Previous studies have demonstrated that adolescents are more likely to engage in a spectrum of lifestyle risk behaviours, such as high sugar-sweetened beveages consumption, being physically inactive, engaging in sedentary behaviour and excessive screen time, which may have synergistic effects on health [13, 14]. The majority of studies focused on individual behavior [15] or summed multiple behaviors into an index score, e. g. a lifestyle risk index [7].

Adolescents establish patterns of behavior and make lifestyle choices that affect both their current and future health and well-being [16, 17]. The onset of adolescence represents an important turning point in an individual’s life, not only from a psychological point of view, but also with regard to the emergence of psychopathology [18]. Given the importance of this transitional period and the need for targeted preventive efforts, as well as the high prevalence of depressive symptoms, non-suicidal self-injury and suicide behaviors among Chinese children and adolescents [1, 3], the aim of this longitudinal study was to gather information on developmental trajectory of a combination of modifiable, health-related behaviors among Chinese children over the transition to adolescence, and to evaluate their associations with self-destructive behaviors (non-suicidal self-harm, suicide ideation) and depressive symptoms.

Methods

Study design and participants

The present study used data of an ongoing longitudinal study examining psychosocial determinants of growth and development in Anhui Province, China. As illustrated in Fig. 1, of a total of 2025 students in grade 1 to 3 from four large elementary schools of Bengbu city, 1974 (1104 boys, 55.9%) agreed to participate. Bengbu city, located in north Anhui Province of China. The gross domestic product per capita (GDP) increased by over 12% annually, doubling the figure of the former period before 2010. It is one of the representative cities in China in terms of its urbanization and economic development.

Fig. 1
figure1

Flowchart of Participants Follow-up

Baseline survey started in March 2013, and subsequent waves of data collection took place 2 years (wave 2), 4 years (wave 3) and 5 years (wave 4) later. We secured approval from Institutional Review Boards at Anhui Medical University and then obtained written informed consent from parents and school teachers, as well as child assent. Parents of the students completed baseline questionnaire survey at home. In subsequent waves, questionnaires were completed by students in class at school with supervising research assistants available to answer questions following a standard script.

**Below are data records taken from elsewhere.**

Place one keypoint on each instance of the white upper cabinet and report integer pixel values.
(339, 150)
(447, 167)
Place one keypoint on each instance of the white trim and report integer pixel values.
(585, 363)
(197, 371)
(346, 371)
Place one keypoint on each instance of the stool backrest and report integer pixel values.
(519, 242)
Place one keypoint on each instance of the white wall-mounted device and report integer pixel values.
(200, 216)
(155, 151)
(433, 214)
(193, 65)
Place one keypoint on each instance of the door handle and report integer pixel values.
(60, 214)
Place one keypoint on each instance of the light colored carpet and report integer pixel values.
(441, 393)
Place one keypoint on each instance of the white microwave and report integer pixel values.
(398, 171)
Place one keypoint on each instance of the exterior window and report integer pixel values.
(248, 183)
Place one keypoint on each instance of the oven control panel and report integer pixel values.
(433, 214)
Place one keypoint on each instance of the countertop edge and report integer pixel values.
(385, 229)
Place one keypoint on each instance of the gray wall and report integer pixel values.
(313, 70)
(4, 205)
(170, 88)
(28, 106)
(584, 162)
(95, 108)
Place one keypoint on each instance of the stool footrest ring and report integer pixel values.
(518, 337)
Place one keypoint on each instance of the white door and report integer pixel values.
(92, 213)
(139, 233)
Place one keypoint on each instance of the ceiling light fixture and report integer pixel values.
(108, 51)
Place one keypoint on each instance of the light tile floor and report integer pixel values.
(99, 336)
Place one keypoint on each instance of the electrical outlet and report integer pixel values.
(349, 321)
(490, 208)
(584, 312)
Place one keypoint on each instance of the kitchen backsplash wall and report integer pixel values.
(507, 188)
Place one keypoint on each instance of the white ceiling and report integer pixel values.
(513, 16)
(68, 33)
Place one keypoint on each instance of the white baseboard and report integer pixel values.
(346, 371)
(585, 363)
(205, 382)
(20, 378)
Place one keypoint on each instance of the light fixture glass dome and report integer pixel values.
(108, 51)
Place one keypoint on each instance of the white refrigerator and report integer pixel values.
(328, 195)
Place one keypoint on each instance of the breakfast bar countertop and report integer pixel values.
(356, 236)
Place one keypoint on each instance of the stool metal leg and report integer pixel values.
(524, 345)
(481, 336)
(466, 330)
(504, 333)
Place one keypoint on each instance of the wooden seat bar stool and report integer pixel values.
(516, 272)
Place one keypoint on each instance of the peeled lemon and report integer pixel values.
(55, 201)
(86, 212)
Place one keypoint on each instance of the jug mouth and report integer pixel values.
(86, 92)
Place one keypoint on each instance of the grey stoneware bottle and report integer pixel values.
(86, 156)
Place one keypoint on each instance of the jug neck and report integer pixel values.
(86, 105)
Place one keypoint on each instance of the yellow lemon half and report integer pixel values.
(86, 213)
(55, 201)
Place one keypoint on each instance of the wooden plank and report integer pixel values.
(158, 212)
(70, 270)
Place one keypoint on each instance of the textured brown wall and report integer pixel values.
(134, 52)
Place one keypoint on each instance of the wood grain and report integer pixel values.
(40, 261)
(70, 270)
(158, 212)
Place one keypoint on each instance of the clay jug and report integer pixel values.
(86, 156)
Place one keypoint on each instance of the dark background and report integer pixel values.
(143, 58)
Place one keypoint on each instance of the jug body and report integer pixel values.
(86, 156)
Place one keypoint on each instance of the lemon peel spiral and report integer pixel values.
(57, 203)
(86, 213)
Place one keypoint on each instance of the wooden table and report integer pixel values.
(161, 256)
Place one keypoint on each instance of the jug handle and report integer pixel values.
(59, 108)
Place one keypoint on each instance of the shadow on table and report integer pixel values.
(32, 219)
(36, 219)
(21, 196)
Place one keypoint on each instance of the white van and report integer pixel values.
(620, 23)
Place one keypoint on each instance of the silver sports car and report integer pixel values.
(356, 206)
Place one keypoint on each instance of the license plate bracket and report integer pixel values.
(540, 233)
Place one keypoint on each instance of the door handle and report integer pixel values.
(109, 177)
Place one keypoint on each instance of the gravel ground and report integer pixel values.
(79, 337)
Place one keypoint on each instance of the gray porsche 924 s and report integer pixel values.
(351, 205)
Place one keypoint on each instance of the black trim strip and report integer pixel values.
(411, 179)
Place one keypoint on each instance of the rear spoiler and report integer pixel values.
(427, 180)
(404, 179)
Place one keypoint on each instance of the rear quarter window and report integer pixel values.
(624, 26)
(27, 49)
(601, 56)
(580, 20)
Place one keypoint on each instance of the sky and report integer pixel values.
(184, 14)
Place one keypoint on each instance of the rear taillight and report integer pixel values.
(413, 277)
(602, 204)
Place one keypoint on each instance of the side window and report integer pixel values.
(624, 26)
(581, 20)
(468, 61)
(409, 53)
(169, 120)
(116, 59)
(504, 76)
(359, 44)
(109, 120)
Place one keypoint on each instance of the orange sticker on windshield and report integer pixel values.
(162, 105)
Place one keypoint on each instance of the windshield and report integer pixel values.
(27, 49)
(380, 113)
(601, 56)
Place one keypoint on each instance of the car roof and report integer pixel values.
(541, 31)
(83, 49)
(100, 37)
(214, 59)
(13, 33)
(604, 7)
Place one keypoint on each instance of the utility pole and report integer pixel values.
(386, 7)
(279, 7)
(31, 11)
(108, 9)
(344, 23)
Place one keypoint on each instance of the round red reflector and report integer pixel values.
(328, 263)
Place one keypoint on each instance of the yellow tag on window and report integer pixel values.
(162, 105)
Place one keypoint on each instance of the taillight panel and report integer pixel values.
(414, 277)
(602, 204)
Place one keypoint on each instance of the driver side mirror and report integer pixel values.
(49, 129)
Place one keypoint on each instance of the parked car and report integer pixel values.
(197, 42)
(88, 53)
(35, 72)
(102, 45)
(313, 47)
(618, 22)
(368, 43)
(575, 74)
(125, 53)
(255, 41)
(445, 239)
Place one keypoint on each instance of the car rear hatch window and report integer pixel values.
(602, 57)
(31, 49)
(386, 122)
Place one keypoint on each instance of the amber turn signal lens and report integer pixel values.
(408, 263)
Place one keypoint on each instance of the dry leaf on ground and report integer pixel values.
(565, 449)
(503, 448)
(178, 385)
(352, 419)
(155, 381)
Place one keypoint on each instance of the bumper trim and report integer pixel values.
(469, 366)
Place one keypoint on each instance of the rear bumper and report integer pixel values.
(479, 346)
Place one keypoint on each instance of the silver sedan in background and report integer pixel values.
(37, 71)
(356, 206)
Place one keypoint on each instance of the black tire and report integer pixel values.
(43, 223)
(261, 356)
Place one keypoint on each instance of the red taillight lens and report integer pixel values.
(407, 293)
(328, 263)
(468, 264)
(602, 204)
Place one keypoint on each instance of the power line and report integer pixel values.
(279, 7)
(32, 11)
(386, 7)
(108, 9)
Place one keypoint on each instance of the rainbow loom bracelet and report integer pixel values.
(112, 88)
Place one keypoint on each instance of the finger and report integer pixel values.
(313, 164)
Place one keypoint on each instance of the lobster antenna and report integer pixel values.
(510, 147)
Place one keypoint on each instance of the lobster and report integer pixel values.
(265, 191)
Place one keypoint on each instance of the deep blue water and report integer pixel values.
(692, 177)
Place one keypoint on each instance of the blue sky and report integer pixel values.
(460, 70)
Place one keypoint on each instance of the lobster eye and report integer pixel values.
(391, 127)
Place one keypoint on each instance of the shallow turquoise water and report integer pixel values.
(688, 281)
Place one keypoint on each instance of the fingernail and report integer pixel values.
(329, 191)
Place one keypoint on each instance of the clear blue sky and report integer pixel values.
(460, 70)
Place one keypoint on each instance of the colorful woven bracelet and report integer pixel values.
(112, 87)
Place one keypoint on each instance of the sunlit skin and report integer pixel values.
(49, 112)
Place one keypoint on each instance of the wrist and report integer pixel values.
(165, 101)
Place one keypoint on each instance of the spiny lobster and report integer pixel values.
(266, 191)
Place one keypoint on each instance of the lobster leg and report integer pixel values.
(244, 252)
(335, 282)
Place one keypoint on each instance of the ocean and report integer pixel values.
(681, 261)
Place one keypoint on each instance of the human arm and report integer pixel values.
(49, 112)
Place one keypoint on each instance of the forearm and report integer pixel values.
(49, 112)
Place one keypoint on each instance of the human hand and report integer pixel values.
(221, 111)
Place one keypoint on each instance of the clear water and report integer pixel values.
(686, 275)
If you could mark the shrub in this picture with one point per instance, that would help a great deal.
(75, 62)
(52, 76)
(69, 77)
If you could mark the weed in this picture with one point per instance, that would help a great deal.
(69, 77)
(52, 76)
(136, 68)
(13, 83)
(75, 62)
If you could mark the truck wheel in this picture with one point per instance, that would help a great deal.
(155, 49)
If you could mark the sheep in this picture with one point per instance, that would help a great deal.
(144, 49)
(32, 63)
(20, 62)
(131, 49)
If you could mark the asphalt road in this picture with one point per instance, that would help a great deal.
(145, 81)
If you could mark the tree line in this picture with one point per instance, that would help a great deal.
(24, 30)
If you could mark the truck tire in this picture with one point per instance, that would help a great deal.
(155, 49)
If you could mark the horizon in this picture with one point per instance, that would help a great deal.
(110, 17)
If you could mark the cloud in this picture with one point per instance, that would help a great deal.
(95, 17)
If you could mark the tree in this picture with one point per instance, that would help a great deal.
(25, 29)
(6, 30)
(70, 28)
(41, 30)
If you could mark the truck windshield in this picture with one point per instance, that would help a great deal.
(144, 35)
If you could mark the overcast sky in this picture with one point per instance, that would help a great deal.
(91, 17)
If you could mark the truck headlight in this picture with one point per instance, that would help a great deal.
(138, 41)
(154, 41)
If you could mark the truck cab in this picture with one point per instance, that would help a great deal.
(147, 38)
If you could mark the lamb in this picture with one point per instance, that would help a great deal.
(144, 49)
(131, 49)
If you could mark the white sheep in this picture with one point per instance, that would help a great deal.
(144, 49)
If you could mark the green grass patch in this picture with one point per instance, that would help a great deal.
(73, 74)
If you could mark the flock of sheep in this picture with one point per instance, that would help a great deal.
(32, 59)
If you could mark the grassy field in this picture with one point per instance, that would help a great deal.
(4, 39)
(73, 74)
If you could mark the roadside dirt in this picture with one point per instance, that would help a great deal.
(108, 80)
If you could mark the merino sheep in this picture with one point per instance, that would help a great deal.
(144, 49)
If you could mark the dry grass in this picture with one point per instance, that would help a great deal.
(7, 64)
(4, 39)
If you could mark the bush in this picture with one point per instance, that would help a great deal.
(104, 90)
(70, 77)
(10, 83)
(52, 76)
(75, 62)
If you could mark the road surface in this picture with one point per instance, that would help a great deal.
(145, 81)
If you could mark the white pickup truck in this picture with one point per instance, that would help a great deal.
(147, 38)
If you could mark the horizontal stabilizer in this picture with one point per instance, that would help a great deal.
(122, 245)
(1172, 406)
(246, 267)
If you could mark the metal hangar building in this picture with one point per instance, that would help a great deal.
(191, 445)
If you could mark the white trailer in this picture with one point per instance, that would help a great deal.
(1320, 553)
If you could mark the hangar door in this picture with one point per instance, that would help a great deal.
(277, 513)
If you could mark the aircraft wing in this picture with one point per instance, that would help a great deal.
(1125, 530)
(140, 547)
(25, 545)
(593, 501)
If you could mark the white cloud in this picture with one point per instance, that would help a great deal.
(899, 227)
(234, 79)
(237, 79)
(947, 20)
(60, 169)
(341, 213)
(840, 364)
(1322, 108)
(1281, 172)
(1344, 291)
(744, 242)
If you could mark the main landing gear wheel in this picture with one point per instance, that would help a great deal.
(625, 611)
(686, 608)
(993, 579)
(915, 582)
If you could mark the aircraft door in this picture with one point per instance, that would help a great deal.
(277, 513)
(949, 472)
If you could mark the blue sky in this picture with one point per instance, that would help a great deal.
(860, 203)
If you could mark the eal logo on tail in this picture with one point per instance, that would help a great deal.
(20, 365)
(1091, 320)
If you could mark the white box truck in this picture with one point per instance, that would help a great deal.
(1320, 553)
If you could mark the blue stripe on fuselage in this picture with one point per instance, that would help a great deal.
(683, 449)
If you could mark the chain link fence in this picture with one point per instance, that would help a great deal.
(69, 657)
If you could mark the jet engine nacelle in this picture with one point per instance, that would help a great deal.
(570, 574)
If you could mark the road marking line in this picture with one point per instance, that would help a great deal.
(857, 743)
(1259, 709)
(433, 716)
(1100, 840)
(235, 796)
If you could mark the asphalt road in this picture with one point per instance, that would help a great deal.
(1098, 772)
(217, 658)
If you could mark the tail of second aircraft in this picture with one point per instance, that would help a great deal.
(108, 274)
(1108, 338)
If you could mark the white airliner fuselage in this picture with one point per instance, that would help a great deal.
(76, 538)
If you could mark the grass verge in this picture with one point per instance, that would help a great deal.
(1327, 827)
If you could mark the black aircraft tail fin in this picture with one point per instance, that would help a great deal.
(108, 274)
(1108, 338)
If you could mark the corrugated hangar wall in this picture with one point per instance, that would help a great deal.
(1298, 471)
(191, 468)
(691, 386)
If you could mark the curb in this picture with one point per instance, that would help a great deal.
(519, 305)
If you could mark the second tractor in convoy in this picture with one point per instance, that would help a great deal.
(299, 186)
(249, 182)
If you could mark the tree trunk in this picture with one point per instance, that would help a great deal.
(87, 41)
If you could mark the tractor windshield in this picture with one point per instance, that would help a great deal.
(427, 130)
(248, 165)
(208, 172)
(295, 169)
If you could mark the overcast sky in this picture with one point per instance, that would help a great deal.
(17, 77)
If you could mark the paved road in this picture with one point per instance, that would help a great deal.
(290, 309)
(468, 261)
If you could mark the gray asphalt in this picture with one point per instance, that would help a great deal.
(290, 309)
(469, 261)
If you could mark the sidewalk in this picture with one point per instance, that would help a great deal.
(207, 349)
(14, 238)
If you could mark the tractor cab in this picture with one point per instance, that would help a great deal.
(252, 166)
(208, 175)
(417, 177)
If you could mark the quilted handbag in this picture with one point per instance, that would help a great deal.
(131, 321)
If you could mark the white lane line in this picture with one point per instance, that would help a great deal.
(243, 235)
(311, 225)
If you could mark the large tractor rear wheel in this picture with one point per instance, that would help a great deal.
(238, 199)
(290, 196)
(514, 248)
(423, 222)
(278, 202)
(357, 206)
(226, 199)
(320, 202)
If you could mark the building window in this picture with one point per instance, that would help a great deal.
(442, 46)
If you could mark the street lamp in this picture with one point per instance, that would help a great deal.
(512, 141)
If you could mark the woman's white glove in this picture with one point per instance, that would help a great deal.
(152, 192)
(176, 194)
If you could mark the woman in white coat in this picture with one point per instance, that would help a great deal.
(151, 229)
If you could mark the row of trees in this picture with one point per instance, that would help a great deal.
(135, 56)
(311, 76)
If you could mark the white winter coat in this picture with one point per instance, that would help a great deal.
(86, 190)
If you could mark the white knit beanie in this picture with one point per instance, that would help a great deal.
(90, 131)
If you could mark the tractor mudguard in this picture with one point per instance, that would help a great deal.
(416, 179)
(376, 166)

This study was approved by the Medical Ethics Committee of Anhui Medical University. All the study participants and their guardians provided written informed consent. All the methods in this study were in accordance with the institutional research committee and tenets of the Declaration of Helsinki.

Measurements

Lifestyle factors

Physical activity

Youth physical activity levels were ascertained from the Youth Risk Behavior Survey 2013 (YRBS) at each wave [19]. Parents (wave 1) and adolescents (wave 2-wave 4) were asked “During the past 7 days, on how many days were your child (you) physically active for a total of at least 60 minutes per day? (Add up all the time you spent in any kind of physical activity that increased your heart rate and made you breathe hard some of the time.)”.

Screen time

Weekly average screen time was derived based on daily time (hours) spent on screen during weekdays and weekends (including watching television/video, playing computer, iPad and smartphone), which was calculated as: weekly average screen time = (weekday screen time × 5 + weekend screen time × 2)/7.

Sugar-sweetened beverage consumption (SSBs)

Sugar-sweetened beverage consumption was assessed though the question ‘During the past 7 days, how many times did your child (you) drink at least 1 serving regular sugar-sweetened sodas, fruit drink, sweetened iced tea, sports /energy drink that contains sugar?’

Sleep duration

Sleep duration was estimated by subtracting self-reported waketime from bedtime, assessed by asking, “On a usual weekday this past week, when did your child (you) go to bed at night?” and “On a usual weekday this past week, when did your child (you) wake up the next morning?” Average sleep duration was calculated as: average sleep duration = (weekday sleep duration × 5 + weekend sleep duration × 2)/7.

Outcomes

Baseline depressive symptoms assessment

The Short Mood and Feelings Questionnaire Parent-report (SMFQ-P) has been widely used in children aged 6 to 17 years, including our previous work [20,21,22]. Cronbach’s alphas for our sample were high (0.85). Scores on SMFQ-P range from 0 to 26, we defined depressive symptoms as having an SMFQ-P score of 11 or greater [22].

Follow-up depressive symptoms assessment

Self-reported depressive symptoms over the past 2 weeks were assessed by means of the Mood and Feelings Questionnaire (MFQ) at wave 2–4 [23]. The MFQ has shown prognostic validity in clinic and non-clinic samples [24], yielding high internal consistency (α = 0.91–0.93) in the present sample. MFQ scores range from 0 to 66, adolescents with total scores of 29 or above was considered depressive [25]. The split-half reliability was 0.90, the Cronbach α was 0.93, and the test-retest reliability was 0.84 in Chinese children and adolescents [26].

Suicide ideation

At wave 4 (2018), a single-item question was used to assess suicide ideation (“Have you ever seriously thought about killing yourself and, if so, have you had these thoughts in the past 12 months?”) from the World Mental Health CIDI (WMH-CIDI) [27].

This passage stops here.